# Looking for a job valeting/detailing or anything really



## Driftland Liaison (Sep 17, 2009)

Ok after what happened to my Family today and not enjoying my job for sometime i have come to a very hard decision and handed my notice in offshore. What ever i do now is never going to have the same Financial benefits of what i have at the moment but i think my family and being home at nights is more important.
So i am on the hunt for a job i am not in a desperate hurry as i have money asside but i am not the kind of person who can do nothing so the sooner i have something in place the better.
I would like to get more involved in the Detaling and or Valeting side of things so if anyone in the Edinburgh Fife area is looking for some help or knows of anybody looking please get in touch
Thanks 
Neil


----------



## adlem (Jul 6, 2008)

Where abouts are PB based - they were recruiting i think?

Sorry but i can't be much more use than that, all i know is that it's somewhere in scotland


----------



## SBerlyn (Nov 9, 2008)

Can't have been an easy decision for you, Neil.

Best of luck with whatever you do 

S


----------



## Driftland Liaison (Sep 17, 2009)

adlem said:


> Where abouts are PB based - they were recruiting i think?
> 
> Sorry but i can't be much more use than that, all i know is that it's somewhere in scotland


Its in Aberdeen mate cheers its just too far away :thumb:


----------



## Driftland Liaison (Sep 17, 2009)

SBerlyn said:


> Can't have been an easy decision for you, Neil.
> 
> Best of luck with whatever you do
> 
> S


Cheers mate no not an easy decision at all just think the family feeling safe in our home and i have been doing this now for 13 years its maybe time for a change and the wife want me to be home too :thumb:


----------



## adlem (Jul 6, 2008)

neild92 said:


> Its in Aberdeen mate cheers its just too far away :thumb:


Oh okay, my bad 

I wish you all the best for the future and hope everything falls into place for you


----------



## SBerlyn (Nov 9, 2008)

neild92 said:


> Cheers mate no not an easy decision at all just think the family feeling safe in our home and i have been doing this now for 13 years its maybe time for a change and the wife want me to be home too :thumb:


I agree totally.

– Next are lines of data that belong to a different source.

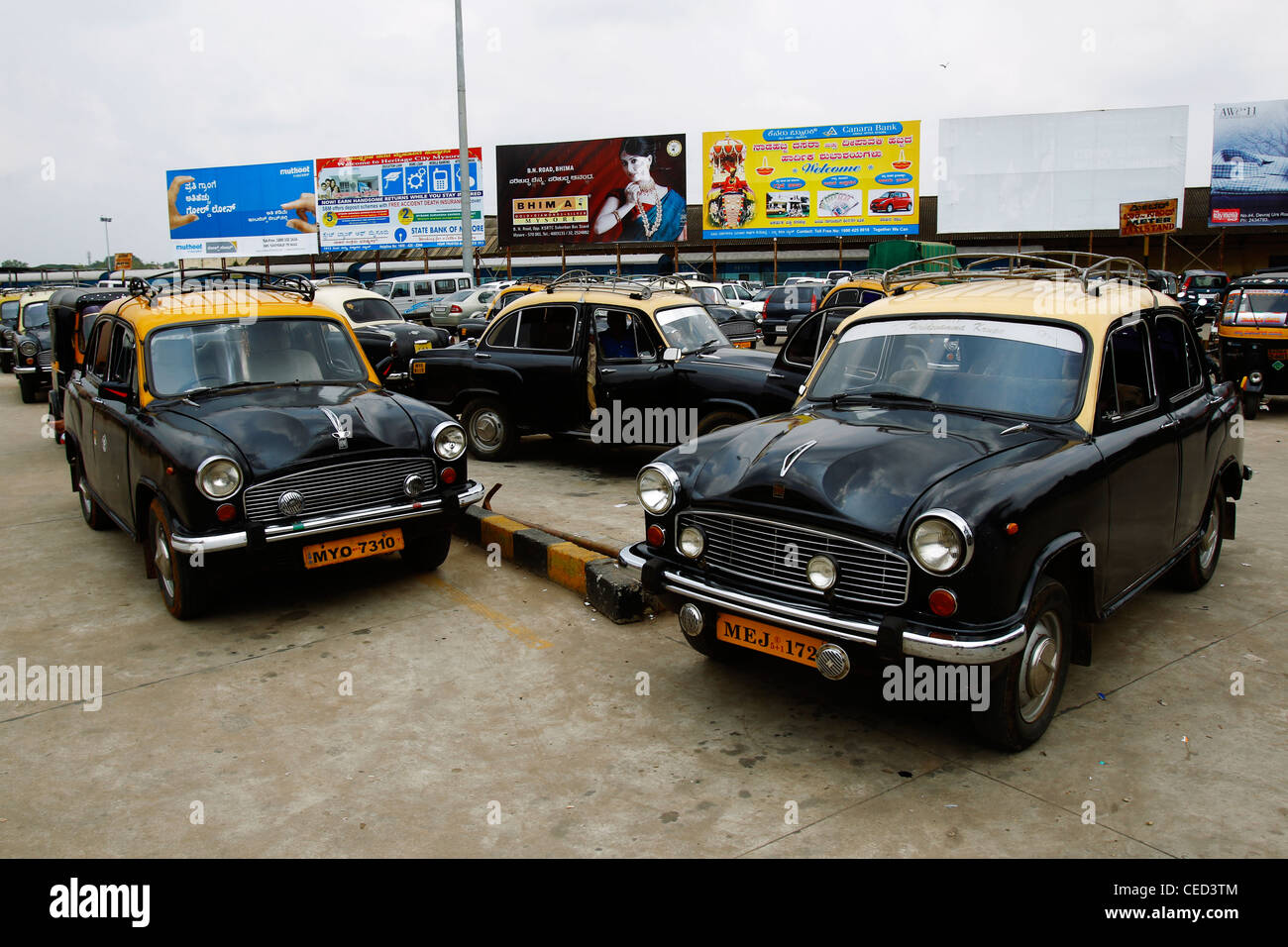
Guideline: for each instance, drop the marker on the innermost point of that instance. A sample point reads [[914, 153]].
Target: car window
[[121, 359], [621, 335], [1128, 386], [102, 348], [1173, 357]]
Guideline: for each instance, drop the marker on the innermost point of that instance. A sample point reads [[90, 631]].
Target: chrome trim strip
[[309, 527]]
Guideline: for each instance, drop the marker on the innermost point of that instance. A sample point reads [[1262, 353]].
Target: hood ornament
[[791, 458], [343, 425]]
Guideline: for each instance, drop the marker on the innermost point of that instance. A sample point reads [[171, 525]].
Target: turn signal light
[[943, 603]]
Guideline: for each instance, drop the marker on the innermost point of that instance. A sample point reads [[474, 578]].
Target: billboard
[[243, 210], [608, 189], [1141, 218], [1249, 163], [397, 201], [815, 180], [1057, 171]]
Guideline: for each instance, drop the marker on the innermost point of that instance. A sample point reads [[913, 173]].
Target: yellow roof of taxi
[[213, 305], [1094, 308]]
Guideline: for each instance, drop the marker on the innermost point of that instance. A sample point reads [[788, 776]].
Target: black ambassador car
[[226, 428], [974, 475], [561, 355]]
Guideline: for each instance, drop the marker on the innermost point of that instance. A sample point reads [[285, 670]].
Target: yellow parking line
[[527, 635]]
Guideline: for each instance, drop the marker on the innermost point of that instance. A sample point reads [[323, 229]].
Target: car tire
[[1198, 566], [91, 513], [1024, 690], [429, 552], [489, 429], [181, 590], [720, 419]]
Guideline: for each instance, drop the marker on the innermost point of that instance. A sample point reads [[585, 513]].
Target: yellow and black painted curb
[[614, 591]]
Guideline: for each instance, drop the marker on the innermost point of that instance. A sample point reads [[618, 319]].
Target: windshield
[[988, 365], [35, 316], [267, 351], [372, 311], [690, 328]]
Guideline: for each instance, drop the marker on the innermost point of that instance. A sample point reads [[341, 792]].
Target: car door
[[629, 368], [114, 418], [1185, 385], [1136, 437]]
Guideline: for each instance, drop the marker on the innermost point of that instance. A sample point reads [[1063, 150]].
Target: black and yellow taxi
[[244, 427]]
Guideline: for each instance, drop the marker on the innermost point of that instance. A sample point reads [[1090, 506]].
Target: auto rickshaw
[[1252, 338], [71, 316]]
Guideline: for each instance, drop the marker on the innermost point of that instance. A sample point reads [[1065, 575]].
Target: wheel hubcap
[[487, 428], [1041, 667], [161, 557], [1207, 545]]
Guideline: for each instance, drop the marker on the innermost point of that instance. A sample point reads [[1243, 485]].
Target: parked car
[[245, 428], [1252, 338], [71, 318], [1202, 294], [406, 291], [973, 476], [892, 202], [27, 344], [550, 359], [387, 341]]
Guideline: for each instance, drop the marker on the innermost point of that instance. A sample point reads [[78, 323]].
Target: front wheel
[[1194, 571], [181, 587], [428, 553], [1025, 689], [490, 429]]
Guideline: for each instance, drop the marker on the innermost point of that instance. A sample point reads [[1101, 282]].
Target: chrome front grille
[[339, 487], [767, 552]]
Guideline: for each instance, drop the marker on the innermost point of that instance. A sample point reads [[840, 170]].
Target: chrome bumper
[[973, 651], [373, 515]]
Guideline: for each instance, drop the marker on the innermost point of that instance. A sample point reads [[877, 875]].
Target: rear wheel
[[181, 587], [428, 553], [490, 429], [1025, 689]]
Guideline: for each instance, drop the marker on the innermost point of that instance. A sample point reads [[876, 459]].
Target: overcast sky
[[99, 98]]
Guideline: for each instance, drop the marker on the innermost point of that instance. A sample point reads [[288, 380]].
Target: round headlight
[[449, 441], [940, 543], [692, 541], [822, 573], [219, 478], [656, 486]]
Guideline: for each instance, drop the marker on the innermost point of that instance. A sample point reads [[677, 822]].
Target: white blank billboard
[[1057, 171]]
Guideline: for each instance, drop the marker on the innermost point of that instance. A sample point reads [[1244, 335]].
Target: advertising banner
[[243, 210], [406, 200], [629, 189], [1141, 218], [1056, 171], [1249, 163], [816, 180]]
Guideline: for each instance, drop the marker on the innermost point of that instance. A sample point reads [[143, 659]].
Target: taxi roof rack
[[196, 278], [1055, 264]]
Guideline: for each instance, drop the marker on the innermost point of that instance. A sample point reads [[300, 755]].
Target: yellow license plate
[[353, 548], [772, 641]]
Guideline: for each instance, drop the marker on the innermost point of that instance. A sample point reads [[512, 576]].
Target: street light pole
[[464, 170], [107, 240]]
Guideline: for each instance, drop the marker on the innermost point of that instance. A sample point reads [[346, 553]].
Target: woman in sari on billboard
[[644, 209]]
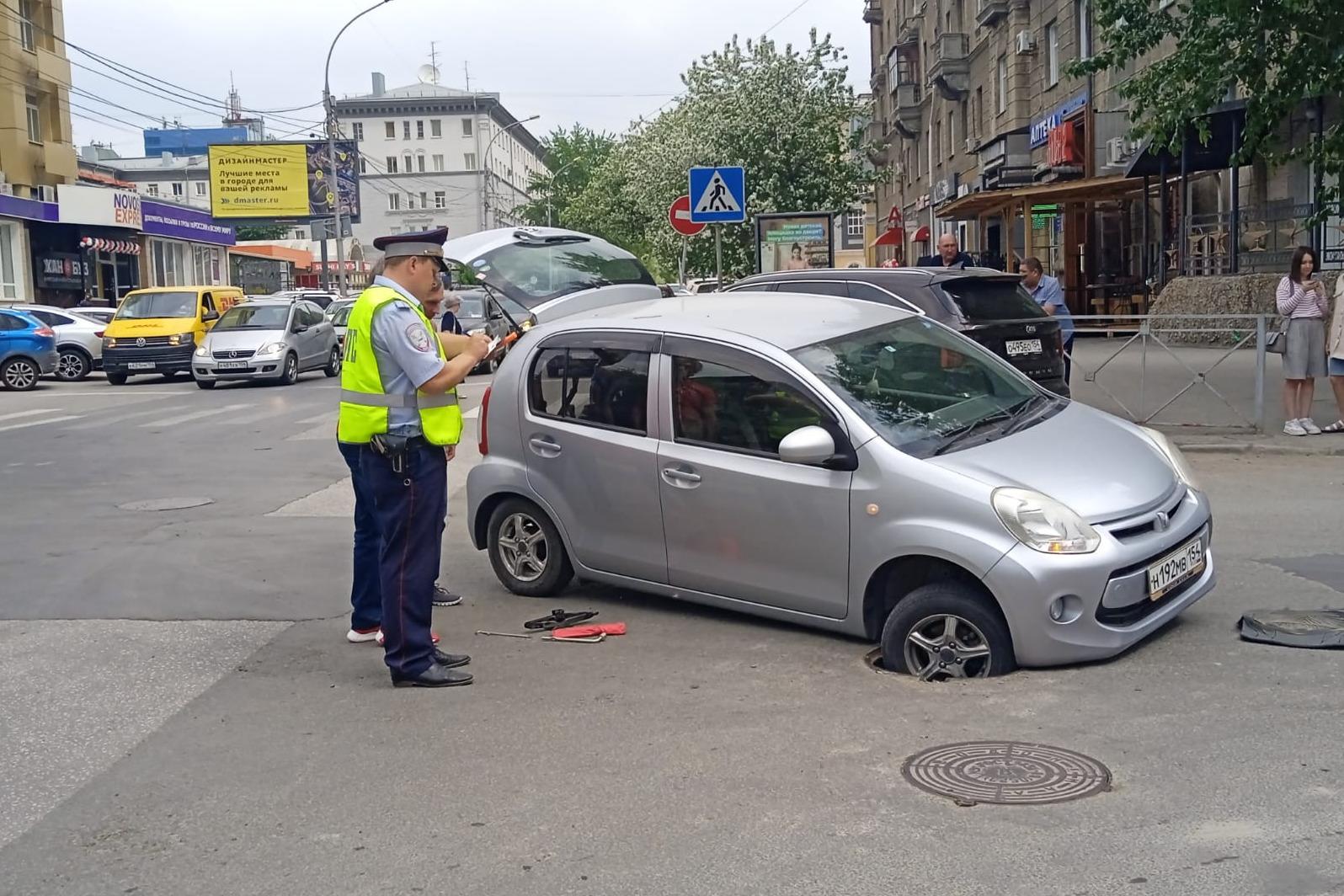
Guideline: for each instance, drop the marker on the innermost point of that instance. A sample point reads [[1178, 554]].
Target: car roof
[[785, 320]]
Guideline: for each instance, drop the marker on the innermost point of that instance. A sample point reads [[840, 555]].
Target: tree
[[263, 232], [1276, 53]]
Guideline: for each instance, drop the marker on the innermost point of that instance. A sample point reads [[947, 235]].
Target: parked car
[[78, 340], [840, 464], [27, 349], [270, 339], [987, 305], [552, 272]]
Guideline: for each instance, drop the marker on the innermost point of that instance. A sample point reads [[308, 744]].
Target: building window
[[34, 121], [1053, 54], [1001, 86]]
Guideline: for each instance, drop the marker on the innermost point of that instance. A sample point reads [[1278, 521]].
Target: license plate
[[1023, 347], [1177, 566]]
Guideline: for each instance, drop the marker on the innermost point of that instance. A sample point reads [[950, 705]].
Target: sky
[[595, 62]]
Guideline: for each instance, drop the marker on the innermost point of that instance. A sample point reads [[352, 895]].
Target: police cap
[[429, 243]]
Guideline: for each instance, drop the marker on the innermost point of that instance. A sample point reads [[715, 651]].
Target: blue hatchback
[[27, 349]]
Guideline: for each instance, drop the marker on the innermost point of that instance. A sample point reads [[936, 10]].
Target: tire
[[545, 568], [915, 638], [72, 365], [19, 374]]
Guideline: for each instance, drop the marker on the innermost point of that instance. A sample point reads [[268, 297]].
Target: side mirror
[[809, 445]]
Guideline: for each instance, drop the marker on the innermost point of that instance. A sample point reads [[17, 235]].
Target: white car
[[78, 340]]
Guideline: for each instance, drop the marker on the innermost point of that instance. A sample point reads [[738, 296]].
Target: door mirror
[[809, 445]]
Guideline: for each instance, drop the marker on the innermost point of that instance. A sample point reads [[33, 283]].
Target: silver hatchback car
[[836, 464]]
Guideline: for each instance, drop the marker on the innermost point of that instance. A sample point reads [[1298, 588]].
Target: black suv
[[987, 305]]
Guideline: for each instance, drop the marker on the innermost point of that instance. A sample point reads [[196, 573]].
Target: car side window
[[605, 387], [721, 406]]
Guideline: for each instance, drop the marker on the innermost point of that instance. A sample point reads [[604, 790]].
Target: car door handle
[[683, 478], [545, 446]]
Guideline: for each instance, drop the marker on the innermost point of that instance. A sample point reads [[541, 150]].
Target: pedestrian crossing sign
[[718, 195]]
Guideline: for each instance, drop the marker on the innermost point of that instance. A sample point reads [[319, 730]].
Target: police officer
[[399, 408]]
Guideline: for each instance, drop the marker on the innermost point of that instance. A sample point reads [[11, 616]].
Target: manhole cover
[[166, 504], [1005, 773]]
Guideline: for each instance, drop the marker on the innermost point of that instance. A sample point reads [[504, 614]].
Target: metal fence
[[1197, 372]]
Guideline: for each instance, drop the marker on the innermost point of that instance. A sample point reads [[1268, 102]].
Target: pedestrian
[[1050, 296], [1303, 302], [399, 410], [949, 254]]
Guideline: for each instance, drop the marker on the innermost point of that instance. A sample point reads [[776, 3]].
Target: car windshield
[[139, 307], [917, 383], [254, 317], [988, 298], [534, 273]]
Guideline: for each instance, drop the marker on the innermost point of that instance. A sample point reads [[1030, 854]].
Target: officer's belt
[[371, 399]]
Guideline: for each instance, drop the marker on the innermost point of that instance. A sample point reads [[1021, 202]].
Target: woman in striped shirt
[[1301, 298]]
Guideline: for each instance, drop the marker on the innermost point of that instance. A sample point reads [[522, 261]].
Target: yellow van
[[156, 329]]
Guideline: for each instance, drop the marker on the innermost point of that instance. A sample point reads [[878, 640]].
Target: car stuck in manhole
[[855, 467]]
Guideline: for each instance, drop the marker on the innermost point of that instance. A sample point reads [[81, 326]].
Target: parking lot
[[180, 713]]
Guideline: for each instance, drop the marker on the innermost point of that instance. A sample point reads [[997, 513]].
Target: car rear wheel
[[947, 630], [525, 550], [19, 374]]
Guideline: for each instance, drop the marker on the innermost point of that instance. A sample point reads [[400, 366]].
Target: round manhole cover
[[1005, 773], [166, 504]]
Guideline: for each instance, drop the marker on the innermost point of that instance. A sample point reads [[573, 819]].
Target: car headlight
[[1181, 467], [1043, 524]]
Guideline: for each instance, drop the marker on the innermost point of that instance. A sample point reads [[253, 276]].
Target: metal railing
[[1197, 372]]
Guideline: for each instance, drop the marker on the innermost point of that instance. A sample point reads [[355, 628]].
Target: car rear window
[[985, 298]]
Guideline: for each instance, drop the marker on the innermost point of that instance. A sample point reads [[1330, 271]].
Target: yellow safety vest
[[363, 402]]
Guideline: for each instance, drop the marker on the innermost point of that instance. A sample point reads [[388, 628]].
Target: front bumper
[[1109, 589]]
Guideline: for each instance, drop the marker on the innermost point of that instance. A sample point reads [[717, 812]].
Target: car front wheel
[[947, 630]]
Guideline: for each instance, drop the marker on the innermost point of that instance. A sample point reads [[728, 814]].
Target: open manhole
[[166, 504], [1005, 773]]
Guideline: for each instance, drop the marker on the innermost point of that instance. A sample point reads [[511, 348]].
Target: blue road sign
[[718, 196]]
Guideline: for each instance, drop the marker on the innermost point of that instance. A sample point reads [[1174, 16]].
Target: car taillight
[[483, 424]]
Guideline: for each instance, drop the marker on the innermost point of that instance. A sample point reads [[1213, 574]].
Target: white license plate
[[1023, 347], [1177, 566]]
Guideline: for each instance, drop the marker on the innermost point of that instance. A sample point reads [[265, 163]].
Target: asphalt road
[[180, 713]]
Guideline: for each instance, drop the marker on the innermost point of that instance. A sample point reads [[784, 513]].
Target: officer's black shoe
[[451, 660], [435, 676]]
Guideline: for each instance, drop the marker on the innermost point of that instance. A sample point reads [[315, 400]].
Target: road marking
[[33, 413], [195, 415], [50, 419]]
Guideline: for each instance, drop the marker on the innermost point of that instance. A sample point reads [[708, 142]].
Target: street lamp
[[329, 104], [485, 163]]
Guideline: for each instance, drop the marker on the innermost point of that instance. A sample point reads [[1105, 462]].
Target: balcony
[[991, 11], [949, 70]]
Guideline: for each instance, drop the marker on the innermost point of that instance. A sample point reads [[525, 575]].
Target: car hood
[[243, 339], [1101, 467]]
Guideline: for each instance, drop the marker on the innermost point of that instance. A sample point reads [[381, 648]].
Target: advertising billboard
[[797, 241], [282, 180]]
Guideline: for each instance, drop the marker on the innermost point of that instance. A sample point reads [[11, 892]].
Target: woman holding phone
[[1301, 300]]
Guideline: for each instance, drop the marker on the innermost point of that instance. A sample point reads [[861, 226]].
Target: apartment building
[[435, 156]]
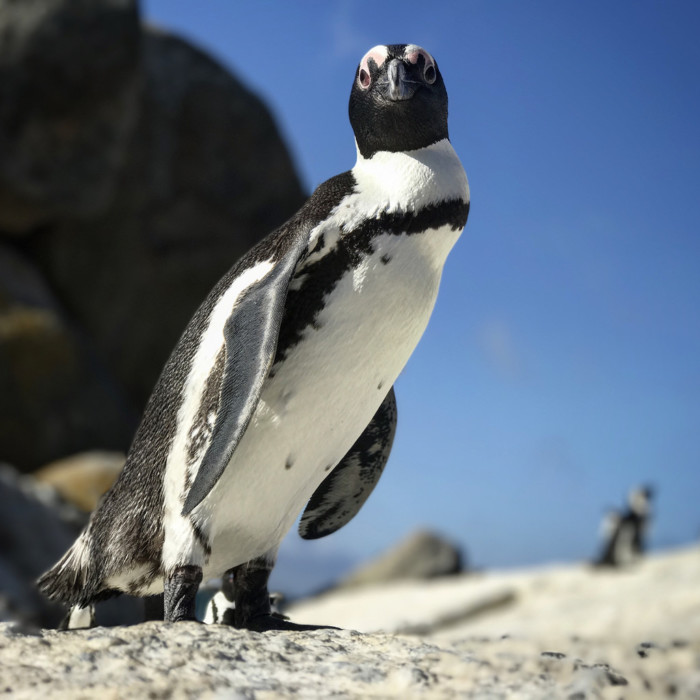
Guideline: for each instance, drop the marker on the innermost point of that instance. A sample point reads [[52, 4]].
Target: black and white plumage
[[624, 532], [279, 393]]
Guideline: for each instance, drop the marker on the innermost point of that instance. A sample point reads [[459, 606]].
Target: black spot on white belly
[[320, 277]]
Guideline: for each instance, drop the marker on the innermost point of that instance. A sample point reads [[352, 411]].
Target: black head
[[398, 100]]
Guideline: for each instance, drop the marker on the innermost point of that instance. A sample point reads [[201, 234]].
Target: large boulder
[[134, 171], [55, 395], [36, 528], [69, 75]]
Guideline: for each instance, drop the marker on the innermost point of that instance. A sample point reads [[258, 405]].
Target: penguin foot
[[180, 592], [269, 622]]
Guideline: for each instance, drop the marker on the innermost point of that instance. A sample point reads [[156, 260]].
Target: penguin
[[279, 395], [625, 532], [221, 606]]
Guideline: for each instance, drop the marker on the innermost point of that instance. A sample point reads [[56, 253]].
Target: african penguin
[[280, 391], [625, 532]]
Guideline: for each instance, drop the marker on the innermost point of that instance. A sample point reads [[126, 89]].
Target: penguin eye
[[364, 79], [377, 55], [413, 53]]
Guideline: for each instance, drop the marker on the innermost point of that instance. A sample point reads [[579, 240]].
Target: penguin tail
[[66, 581]]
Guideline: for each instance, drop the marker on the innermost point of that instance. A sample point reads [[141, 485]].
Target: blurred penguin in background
[[624, 532]]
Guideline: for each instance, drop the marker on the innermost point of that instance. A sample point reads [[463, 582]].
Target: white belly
[[323, 395]]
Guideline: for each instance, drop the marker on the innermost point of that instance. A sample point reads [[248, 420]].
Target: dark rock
[[69, 72], [55, 398]]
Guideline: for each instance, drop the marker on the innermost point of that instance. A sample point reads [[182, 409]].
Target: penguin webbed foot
[[269, 622], [180, 591], [247, 586]]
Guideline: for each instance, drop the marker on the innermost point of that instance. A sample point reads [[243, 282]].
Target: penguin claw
[[266, 623]]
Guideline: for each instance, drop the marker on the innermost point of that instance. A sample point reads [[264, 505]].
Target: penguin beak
[[397, 86]]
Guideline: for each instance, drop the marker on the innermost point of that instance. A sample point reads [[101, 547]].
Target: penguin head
[[398, 100]]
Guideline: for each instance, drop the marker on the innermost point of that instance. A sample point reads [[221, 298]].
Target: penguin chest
[[325, 388]]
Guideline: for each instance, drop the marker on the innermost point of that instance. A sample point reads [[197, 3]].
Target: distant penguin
[[280, 391], [625, 532]]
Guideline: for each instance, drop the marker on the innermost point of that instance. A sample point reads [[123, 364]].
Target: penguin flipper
[[343, 492], [250, 335]]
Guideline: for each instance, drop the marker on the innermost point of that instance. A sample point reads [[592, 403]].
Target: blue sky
[[562, 363]]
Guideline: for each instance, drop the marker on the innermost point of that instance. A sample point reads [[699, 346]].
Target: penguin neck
[[411, 180]]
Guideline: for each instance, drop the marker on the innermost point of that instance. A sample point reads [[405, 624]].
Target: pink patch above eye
[[413, 53], [378, 55]]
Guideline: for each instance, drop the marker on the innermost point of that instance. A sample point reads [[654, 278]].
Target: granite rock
[[188, 660]]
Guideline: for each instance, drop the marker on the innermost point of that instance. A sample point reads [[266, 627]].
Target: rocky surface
[[84, 478], [188, 660], [422, 555], [658, 599], [557, 632], [36, 528], [135, 170]]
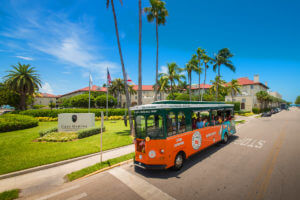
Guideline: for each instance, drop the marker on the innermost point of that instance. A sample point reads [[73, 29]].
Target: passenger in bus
[[194, 122], [220, 120], [199, 123]]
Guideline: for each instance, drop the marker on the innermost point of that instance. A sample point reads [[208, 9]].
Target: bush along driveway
[[19, 149]]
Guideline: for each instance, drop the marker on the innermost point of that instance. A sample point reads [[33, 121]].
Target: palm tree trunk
[[23, 101], [204, 80], [156, 76], [123, 68], [140, 54], [190, 79]]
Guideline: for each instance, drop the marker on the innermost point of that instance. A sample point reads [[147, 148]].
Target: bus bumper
[[144, 166]]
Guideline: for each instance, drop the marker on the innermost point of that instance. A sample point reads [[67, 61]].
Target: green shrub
[[59, 137], [88, 132], [101, 101], [237, 105], [54, 113], [45, 132], [11, 122], [38, 106], [256, 110]]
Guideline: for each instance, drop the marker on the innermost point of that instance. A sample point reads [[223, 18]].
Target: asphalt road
[[260, 162]]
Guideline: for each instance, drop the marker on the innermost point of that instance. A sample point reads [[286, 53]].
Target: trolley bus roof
[[182, 104]]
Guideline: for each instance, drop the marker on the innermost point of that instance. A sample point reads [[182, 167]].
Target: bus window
[[155, 126], [181, 123], [171, 124], [140, 124]]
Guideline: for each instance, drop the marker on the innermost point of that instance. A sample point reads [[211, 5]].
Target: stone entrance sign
[[68, 122]]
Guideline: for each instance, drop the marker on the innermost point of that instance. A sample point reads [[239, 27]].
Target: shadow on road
[[191, 161]]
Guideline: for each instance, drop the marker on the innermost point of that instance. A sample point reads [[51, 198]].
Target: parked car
[[266, 114]]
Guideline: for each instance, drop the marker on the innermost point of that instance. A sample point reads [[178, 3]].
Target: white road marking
[[58, 192], [139, 185], [79, 196], [249, 142]]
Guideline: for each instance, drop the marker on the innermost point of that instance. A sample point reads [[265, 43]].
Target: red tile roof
[[206, 86], [247, 81], [144, 87], [94, 88], [47, 95]]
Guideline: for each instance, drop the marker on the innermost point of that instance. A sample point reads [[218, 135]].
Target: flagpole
[[107, 96], [89, 92]]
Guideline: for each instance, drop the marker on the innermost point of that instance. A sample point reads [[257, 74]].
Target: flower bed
[[11, 122]]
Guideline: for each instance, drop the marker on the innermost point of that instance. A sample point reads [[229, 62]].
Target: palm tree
[[131, 91], [206, 60], [140, 54], [222, 58], [24, 80], [234, 88], [122, 63], [162, 86], [158, 12], [172, 75], [191, 66], [200, 53]]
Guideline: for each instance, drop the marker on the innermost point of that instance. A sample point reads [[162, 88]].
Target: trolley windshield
[[149, 126]]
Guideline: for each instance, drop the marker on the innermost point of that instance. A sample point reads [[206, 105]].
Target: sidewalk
[[45, 179]]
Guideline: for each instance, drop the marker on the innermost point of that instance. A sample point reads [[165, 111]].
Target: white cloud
[[163, 69], [46, 88], [24, 57], [70, 43]]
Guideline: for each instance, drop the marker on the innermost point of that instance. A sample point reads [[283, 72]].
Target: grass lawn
[[18, 151], [9, 195], [80, 173]]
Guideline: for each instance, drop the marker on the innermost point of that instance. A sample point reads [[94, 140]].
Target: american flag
[[108, 77]]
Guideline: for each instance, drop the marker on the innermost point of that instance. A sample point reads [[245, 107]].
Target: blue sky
[[67, 39]]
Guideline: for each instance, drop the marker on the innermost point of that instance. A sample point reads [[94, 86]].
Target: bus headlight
[[152, 154]]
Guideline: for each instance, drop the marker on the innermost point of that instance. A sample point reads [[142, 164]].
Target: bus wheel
[[178, 163], [225, 139]]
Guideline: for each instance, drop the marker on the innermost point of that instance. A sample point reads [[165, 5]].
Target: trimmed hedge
[[45, 132], [11, 122], [256, 110], [89, 132], [54, 113], [237, 105]]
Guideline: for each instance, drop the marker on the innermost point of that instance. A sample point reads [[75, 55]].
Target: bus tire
[[225, 139], [178, 162]]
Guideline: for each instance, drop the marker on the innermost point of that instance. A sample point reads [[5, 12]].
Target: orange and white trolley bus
[[168, 132]]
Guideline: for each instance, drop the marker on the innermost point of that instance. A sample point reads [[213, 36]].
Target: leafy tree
[[157, 12], [122, 63], [222, 58], [234, 88], [101, 101], [82, 101], [218, 86], [297, 100], [191, 66], [23, 80], [172, 75]]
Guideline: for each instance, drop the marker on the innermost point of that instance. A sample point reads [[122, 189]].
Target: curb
[[102, 170], [47, 166]]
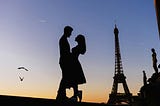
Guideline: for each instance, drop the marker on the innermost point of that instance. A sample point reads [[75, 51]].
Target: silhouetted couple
[[72, 72]]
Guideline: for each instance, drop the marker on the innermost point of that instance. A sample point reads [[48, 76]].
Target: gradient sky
[[30, 31]]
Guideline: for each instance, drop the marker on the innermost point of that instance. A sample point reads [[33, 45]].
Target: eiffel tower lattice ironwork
[[115, 97]]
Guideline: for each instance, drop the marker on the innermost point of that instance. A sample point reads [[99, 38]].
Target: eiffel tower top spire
[[116, 30], [118, 61]]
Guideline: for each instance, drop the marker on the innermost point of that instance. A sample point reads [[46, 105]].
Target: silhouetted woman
[[78, 75]]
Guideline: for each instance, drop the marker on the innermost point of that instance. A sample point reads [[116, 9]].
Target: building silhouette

Just be thankful that after 13 years on the rigs you must have a fair bit saved up, so you can take your time to find something suitable 

S


----------



## ChuckH (Nov 23, 2006)

neild92 said:


> Ok after what happened to my Family today and not enjoying my job for sometime i have come to a very hard decision and handed my notice in offshore. What ever i do now is never going to have the same Financial benefits of what i have at the moment but i think my family and being home at nights is more important.
> So i am on the hunt for a job i am not in a desperate hurry as i have money asside but i am not the kind of person who can do nothing so the sooner i have something in place the better.
> I would like to get more involved in the Detaling and or Valeting side of things so if anyone in the Edinburgh Fife area is looking for some help or knows of anybody looking please get in touch
> Thanks
> Neil


Niel Whats happening Mate ?? Is there anything You need a hand with ?? Surely the time is right for setting Youself up in Detailing ? Ive stared a new wee venture which is steadily bringing in a bit of work. Mate feel free to give Me a call You have My number .............................:thumb:


----------



## VIPER (May 30, 2007)

Best of luck with your search Neil :thumb: As I said on the other thread, perhaps this might end up being career change you need, albeit born of a very upsetting incident.


----------



## Reds (Jan 14, 2009)

Good luck to you Neil :thumb:

Hope the family is OK following from your other thread.

Stay Safe


----------



## -Stu- (Mar 1, 2009)

Good luck in your new venture mate.

Wantd to go offshore for a while but the negatives outweighed the positives for me.

Onwards and upwards.


----------



## Prism Detailing (Jun 8, 2006)

Good luck, I thought you were doing work in your own time whilst off the rigs, can that not continue ?


----------



## Dougster (Jun 12, 2007)

Best of luck mate.

No wifey here to worry about and I'd love to get offshore to make some proper cash!!


----------



## Grant G101 (Mar 21, 2010)

*sorry to hear*

Hi Matey, sorry to hear about the trouble.. Hope the family are ok & im sure you will be there for them. I will keep my ears open for you & remember you know where i am at anytime you neep help or advice... anyway please give me a call next week & we will catch up ......... grant


----------